Whenever we're knocked down, we always wish to rise back onto our feet. Some of us have the strength to always do so; the determination to continue upon the path we seek. However, few of us manage to. At seventeen Tonedeff managed to gain mass recognition with a televised performance for Arsenio Hall. But, due to poor managerial decisions, the situation took him nowhere. Focused not to fail, Tone planted the seeds to continue with his goals and later formed QN5. Enlisting a variety of differently musically inclined artists, Tone attempted to create an independent label. Unfortunately the initial batch failed to go far enough in the direction he'd hoped. Even so, he was intelligent enough to see his own potential and that of his peers, he continued to persist and focused upon changing QN5 to a predominantly Hip Hop label. Throughout QN5's history, Tone has continued to promote Archetype (I've been hearing about it since 2001). Many debated the reality of the project reaching fruition, but as it sit beside me at my desk.
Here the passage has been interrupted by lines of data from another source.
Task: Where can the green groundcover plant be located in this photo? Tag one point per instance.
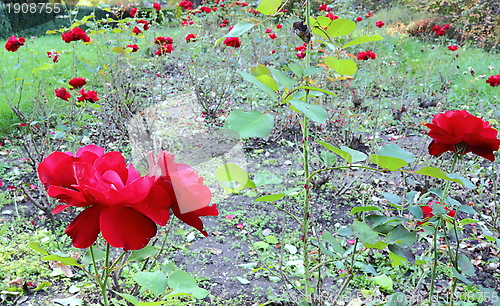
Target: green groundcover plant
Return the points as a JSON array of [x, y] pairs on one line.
[[120, 209]]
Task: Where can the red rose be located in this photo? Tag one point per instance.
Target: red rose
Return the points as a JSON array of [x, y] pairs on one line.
[[366, 55], [62, 93], [189, 197], [187, 5], [332, 16], [134, 47], [78, 82], [164, 49], [133, 11], [325, 8], [54, 55], [13, 43], [145, 24], [427, 211], [120, 204], [190, 37], [460, 132], [136, 31], [494, 80], [160, 40], [205, 9], [74, 35], [234, 42], [90, 96]]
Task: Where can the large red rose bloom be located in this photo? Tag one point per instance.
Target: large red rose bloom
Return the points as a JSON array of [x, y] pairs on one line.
[[120, 204], [460, 132]]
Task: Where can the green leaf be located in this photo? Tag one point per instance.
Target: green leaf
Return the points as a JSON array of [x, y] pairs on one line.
[[379, 245], [364, 232], [71, 301], [266, 178], [396, 260], [69, 261], [271, 197], [263, 74], [238, 29], [233, 174], [416, 211], [438, 173], [349, 155], [261, 245], [314, 112], [460, 276], [132, 299], [384, 281], [247, 76], [250, 124], [340, 27], [467, 209], [283, 78], [342, 67], [326, 236], [185, 284], [268, 7], [142, 254], [392, 157], [392, 198], [362, 39], [317, 89], [364, 208], [156, 282], [465, 264], [36, 246], [311, 71], [297, 69], [44, 66], [328, 158], [271, 239], [400, 235], [397, 299], [98, 255]]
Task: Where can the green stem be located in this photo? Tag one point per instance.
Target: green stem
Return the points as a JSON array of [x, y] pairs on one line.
[[98, 279], [434, 268]]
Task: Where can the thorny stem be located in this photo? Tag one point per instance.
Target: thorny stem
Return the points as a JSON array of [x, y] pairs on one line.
[[98, 279]]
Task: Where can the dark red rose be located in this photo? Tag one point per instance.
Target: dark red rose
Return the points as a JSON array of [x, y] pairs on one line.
[[74, 35], [90, 96], [190, 37], [189, 197], [78, 82], [62, 93], [13, 43], [460, 132], [234, 42], [134, 47], [120, 204], [494, 80]]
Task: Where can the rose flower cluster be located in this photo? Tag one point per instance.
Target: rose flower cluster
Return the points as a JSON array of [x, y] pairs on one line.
[[120, 204]]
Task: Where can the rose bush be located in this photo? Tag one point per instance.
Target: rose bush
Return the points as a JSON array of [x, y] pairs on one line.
[[460, 132]]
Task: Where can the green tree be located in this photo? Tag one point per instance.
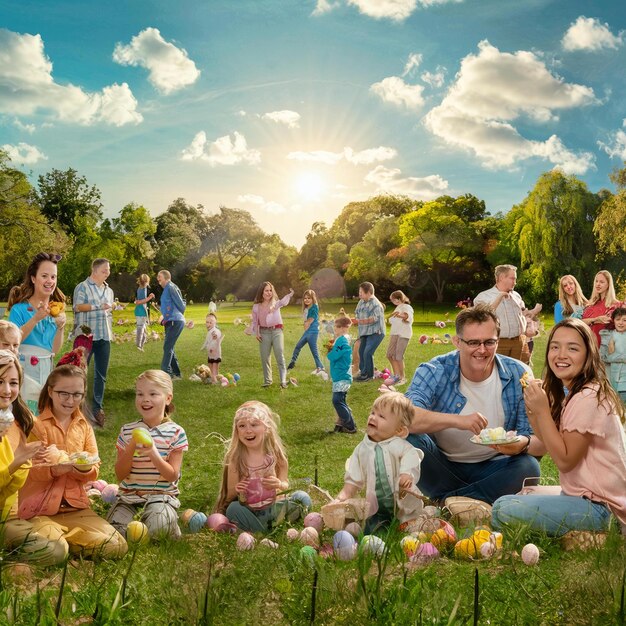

Wordplay, wit, breath control and various other carefully conceived elements fueled what now has become the highest grossing music and culture respectively. Sadly, the aforementioned constituents mean little now. Tone describes this situation explicitly and accurately on "Politics" - a bitter, poignantly written song referring to the hazards artists face when trying to break into this very shallow and simple business.
One of the main draws with this release is the fact that there is diversity, demonstrating and exceeding what we've come to know. There's the signature speed rapping, his singing, comical flair and introspection. We're introduced to Archetype through "Overture" a harmonized, simply sung beginning which presents an odd, yet intriguing response from those expecting your traditional Hip Hop intro. However, it perfectly sets up the eclectic variety of tracks, which follow.
Having grown up intently listening to this genre, it's to be expected that we'd be presented with a host of tracks of a familiar sort. Your "usual" Hip Hop sound. "Lets Go" features an impatient drum track with a confidently fast paced rhyme scheme above it. The energetic song along with "Issawn" allow the album to remain alive whilst keeping our interest in it's depth. "Disappointed" presents the strongest comical element, laughing at less than favourable situations with the female of the species; losing out to threesomes, sexual frustrations and lines like "Upset kids called her a ho / And you hope to god it was true / 'Cause see a ho f***s everybody / And a bitch f***s everybody but you" keep a smile secured.
Guests aren't to be expected aside from upon "Quotables." Rise, PackFM, Substantial, Supastition, Session and Wordsworth all slide in alongside Tone in-between the De La sampled hook dedicated to the former achievement that was The Source's "Hip Hop Quotable."
Really, Archetype comes into it's own when Tone experiments and delves deeper. The most dominant example is with "Porcelain," a beautifully complete song dedicated to how frail emotions can be. "Porcelain" is nothing short of brilliant. The sung introduction and outro form a supportive frame around the heartfelt words uttered between the hooks. "Gathered" also is clearly one of the album's highlights. The carefully conceived and created piece features a fresh performance by the singer within, showcasing to those unfamiliar with his talent what he can do and the creation of the music behind it is phenomenal.
"Children" and "Masochist" are also gems. "Children" is a thought provoking track revolving around conduct and hypocrisy with regards to individuality. "Masochist" intertwines some interesting verses based around the frustrations of life and creativity. The song works excellently as a whole although I did find the brief chirping sound in the background quite distracting.
Everyone by now is aware that the internet is a bootleggers dream. Prior to the retail and proper release of Archetype I'd noticed it online and after waiting for what felt like forever to hear a press copy, I hinted towards Tone that I was interested in downloading the release and he urged me not to, stating the importance of the retail version and how much better of an experience it would prove to be. Many a time he stated this was a complete album and not your typical modern rap release, but it's honestly more than that. It's truly a mature work of art. Never before have I seen such an endeavour whereby the artist has packaged alongside the album such a personal and in depth examination of the process of recording, creating and conceiving an album.
"Archetexture" (the accompanying DVD) is a tightly edited and entertaining put together behind-the-scenes showcase of how Archetype was created. It explores every track and includes further commentary and opinions by affiliated artists on the subjects, combining to form an also interesting pseudo-documentary. It's this that takes the album over the edge and drastically enhances the weight of what the music provides. Little elements you miss upon first listen, or that are too hidden to notice arise afterwards. Any confusion with regards to his choice of words within certain hooks ("Masochist") are also elaborated upon enough to kill all curiosity.
Archetype had several years worth of hype and could easily have fallen short. With the album, Tonedeff has assembled a completely new niche. The singing element differs from the Living Legends, 50 Cent's and Moka Only's of this world as it carves something new. Dubbed as the "Archetype" for the next step in the right direction with regards to Hip Hop's creativity, this album is essential for those wishing to experience something new but "the new hip hop - devoid of boundaries, gimmicks or rigid genres."